With local authorities now responsible for the full costs of building new schools, the Scottish Government’s investment will instead be covering the ‘lifecycle and maintenance’ costs of these new schools. This includes the day-to-day running costs of the buildings and the ongoing maintenance costs. This investment will aim to ensure that the schools are kept in a condition that meets standards and outcomes agreed in advance between the Scottish Government and the local authority.
The Scottish Government and local authority will agree a funding stream at the outset of the project and this funding will be transferred to local authorities as a specific revenue grant i.e. a grant that is transferred to the local authority but can only be used for a defined purpose.
LEIP and SSF compared
The main differences between LEIP and its predecessor, SSF, are set out below.
‘Funding for Outcomes’
The Scottish Government describes LEIP as an ‘outcomes-based funding model’ and says that Scottish Government funding will be for the ongoing maintenance and lifecycle of the project and ‘for the achievement of other agreed outcomes’. It is not clear at this stage what these ‘other agreed outcomes’ will involve. However, it is clear that there is funding that will be specifically linked to agreed outcomes and will only be available when there is evidence of these outcomes being achieved.
What questions remain?
It is not yet clear what ‘funding for outcomes’ will look like in practice. It is likely that this will only become clear once some of the initial projects are finalised. Meanwhile, a few further areas remain unclear, including:
- How will lifecycle and maintenance costs be agreed in advance for a 25 year period? The Scottish Government has said that benchmark costs will be used, but this is a long period over which to anticipate all the costs associated with a school building, including energy costs, maintenance requirements, labour and material costs. The Scottish Futures Trust as LEIP programme managers may have a role in this.

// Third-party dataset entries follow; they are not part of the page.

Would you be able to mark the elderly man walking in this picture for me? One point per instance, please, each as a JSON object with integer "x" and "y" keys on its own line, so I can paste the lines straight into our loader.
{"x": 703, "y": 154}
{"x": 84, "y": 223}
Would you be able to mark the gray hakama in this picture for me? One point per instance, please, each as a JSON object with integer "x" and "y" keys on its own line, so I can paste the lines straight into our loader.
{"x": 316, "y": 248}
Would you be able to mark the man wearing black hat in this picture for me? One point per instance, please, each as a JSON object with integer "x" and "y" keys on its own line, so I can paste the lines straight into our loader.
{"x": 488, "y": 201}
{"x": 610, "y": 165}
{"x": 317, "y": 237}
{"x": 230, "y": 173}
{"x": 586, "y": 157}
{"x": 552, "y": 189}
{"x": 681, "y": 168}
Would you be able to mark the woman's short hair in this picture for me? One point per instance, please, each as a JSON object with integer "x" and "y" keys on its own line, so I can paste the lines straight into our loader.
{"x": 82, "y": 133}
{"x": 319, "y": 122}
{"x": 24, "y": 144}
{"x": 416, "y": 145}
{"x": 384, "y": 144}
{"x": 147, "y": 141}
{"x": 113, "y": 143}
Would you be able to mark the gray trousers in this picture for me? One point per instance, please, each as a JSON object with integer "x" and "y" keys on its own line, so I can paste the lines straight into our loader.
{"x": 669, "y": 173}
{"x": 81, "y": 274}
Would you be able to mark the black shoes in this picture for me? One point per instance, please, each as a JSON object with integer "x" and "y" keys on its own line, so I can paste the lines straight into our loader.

- Who bears the risk if maintenance costs turn out to be higher than expected? Will it be the local authority or the Scottish Government?
- Alternatively, if costs turn out to be lower than anticipated, is the local authority able to use the funding to support other areas of activity?
What are the advantages of this approach?
Under LEIP, there will be no reliance on private sector financing. Instead, any required borrowing to support the programme will be undertaken by local authorities through the PWLB. This has the advantage of reducing interest charges, as local authorities can borrow at more favourable interest rates than the private sector. However, by placing all the burden of borrowing on local authorities, this could potentially impact on the ability of local authorities to borrow for other capital projects as they need to demonstrate that any borrowing plans are ‘prudent’.
An alternative, if private financing is to be avoided, would be for the Scottish Government to undertake the borrowing (which would still be cheaper than private financing). However, this would then restrict the Scottish Government’s ability to use borrowing to fund other capital investment. The Scottish Government has a capital borrowing limit of £3 billion, with an annual cap of £450 million. In addition, if the Scottish Government borrows, then any interest payments count towards its commitment to keep revenue finance costs to within 5% of the Scottish Government resource budget. If local authorities undertake the borrowing, repayment costs will not feature in the 5% calculation.
It is also worth noting that, although the Scottish Government has opted to move away from revenue financing for schools, it has not fully rejected the concept of revenue financing. NPD is no longer in use, but the Scottish Government is proposing to use a new model of revenue financing – known as the ‘Mutual Investment Model’ (MIM). However, this will not be used for schools and there are no projects being funded using MIM as yet.